Acacia extensa, commonly known as wiry wattle, is a species of flowering plant in the family Fabaceae and is endemic to the south-west of Western Australia. It is a spindly, open shrub with angled, sometimes narrowly winged branchlets, few, often thread-like phyllodes resembling the branchlets, spherical heads of light golden yellow flowers and linear pods somewhat resembling a string of beads.

== Description==
Acacia extensa is a spindly, open shrub that typically grows to a height of up to 3 m and has angled branchlets that are often flattened at the tips and sometimes narrowly winged.

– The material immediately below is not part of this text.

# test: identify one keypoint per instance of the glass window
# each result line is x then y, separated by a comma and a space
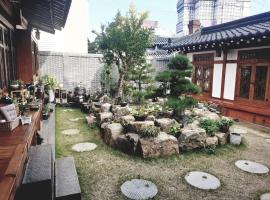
260, 82
245, 80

The phyllodes are often few in number, often thread-like and resemble the branchlets, 60–240 mm long and 0.8–1.8 mm wide with five prominent yellowish veins. The flowers are borne in spherical heads in racemes resembling the branchlets on peduncles 3–8 mm long, each head with 12 to 24 light golden yellow flowers. Flowering occurs from August to October, and the pods are linear, straight to slightly curved, up to 90 mm long, 3–4 mm wide, firmly papery to thinly leathery, and somewhat resemble a string of beads. The seeds are oblong, 4–5 mm long and shiny dark brown with an aril on the end.

==Taxonomy==
Acacia extensa was first formally described in 1839 by John Lindley in his book A Sketch of the Vegetation of the Swan River Colony, from specimens collected by James Drummond in the Swan River Colony. The specific epithet (extensa) means 'stretched out, extended or spreading out', and refers to the open habit of the species.

==Distribution==
Wiry wattle grows in sand and laterite in the understorey of forest along watercourses or near lakes and swamps and is widely distributed from near Mogumber and south to Albany in the Esperance Plains, Jarrah Forest, Swan Coastal Plain and Warren bioregions of south-western Western Australia.